Dusk quickly approached, and it was time to start thinking about setting up camp. We didn't have a snowball's chance in hell of reaching the first refuge on the trail, still miles away. Technically, the only legal campsites along this trail are near the refuges, but we had started far too late in the day to reach it. We would have to set up camp before then, and hopefully not get busted. Looking out our guidebooks and topo maps, we decided to stop on a small ridge known as Bocca a u Saltu. I decided to cowboy camp, but quickly threw my tarp over me like a blanket when condensation started forming. Karolina set up her tent and dived inside soon after sunset.

I didn't cook any dinner, but only because I didn't have enough water. We weren't camped near any and I hadn't carried enough to our campsite. I'd be eating dry snacks for dinner instead.

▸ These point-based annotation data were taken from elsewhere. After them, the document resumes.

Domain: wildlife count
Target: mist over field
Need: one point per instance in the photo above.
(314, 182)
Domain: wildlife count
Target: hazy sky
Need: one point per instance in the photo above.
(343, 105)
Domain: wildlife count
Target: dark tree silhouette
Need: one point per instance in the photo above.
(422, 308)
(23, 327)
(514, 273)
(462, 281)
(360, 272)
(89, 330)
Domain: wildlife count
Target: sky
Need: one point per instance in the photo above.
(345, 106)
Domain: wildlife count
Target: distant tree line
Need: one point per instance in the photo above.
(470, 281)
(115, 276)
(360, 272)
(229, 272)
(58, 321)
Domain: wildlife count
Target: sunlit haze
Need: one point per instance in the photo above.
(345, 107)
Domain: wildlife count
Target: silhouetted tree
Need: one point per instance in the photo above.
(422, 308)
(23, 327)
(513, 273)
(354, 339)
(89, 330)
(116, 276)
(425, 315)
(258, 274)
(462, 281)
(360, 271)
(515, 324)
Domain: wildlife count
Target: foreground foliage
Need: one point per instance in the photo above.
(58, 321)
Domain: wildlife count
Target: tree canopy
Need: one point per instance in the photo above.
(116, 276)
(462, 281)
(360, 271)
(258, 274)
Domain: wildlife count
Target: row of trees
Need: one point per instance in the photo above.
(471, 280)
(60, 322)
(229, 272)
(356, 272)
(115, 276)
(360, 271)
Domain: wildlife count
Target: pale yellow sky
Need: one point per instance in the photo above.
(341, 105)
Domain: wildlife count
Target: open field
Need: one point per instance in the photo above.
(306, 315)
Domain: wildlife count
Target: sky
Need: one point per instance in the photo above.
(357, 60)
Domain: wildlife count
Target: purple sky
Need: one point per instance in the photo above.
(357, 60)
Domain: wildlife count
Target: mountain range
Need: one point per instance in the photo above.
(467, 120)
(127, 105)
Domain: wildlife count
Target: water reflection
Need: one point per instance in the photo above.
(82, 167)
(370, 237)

Karolina couldn't fit her sleeping pad under her pack cover, so she started carrying it for awhile. That's not a good long-term solution, however!


Meet Wilson, the third member of our group! =)

Karolina's a tree hugger! We were both very impressed with the sheer size of this tree. Neither of us had any idea that such massive trees grew in Corsica!
Our first major obstacle along the trail.... Mooo! Krowa!
That's Calvi along the coast, where Karolina spent the previous night and were I met her at the train station.
As dusk approached, it became imperative that we find a place to camp!
The sunset was shaping up to be a beautiful one! =)
Sunset. (That's Karolina's tent in the foreground.)

2 comments:

Karolina said...

I didn't schedule the extraction of my wisdom tooth just before setting off to Corsica, it was an emergency surgery... And regarding Wilson, my friends over here also think he's an exceptionally big pine cone!

Ryan said...

No worries.... I did say it was an unexpected thing! Before I realized that, I thought it was strange to "schedule" it so close to the hike--that's what I was referring to. You cleared that up quickly, but I guess I didn't make that clear enough in the blog.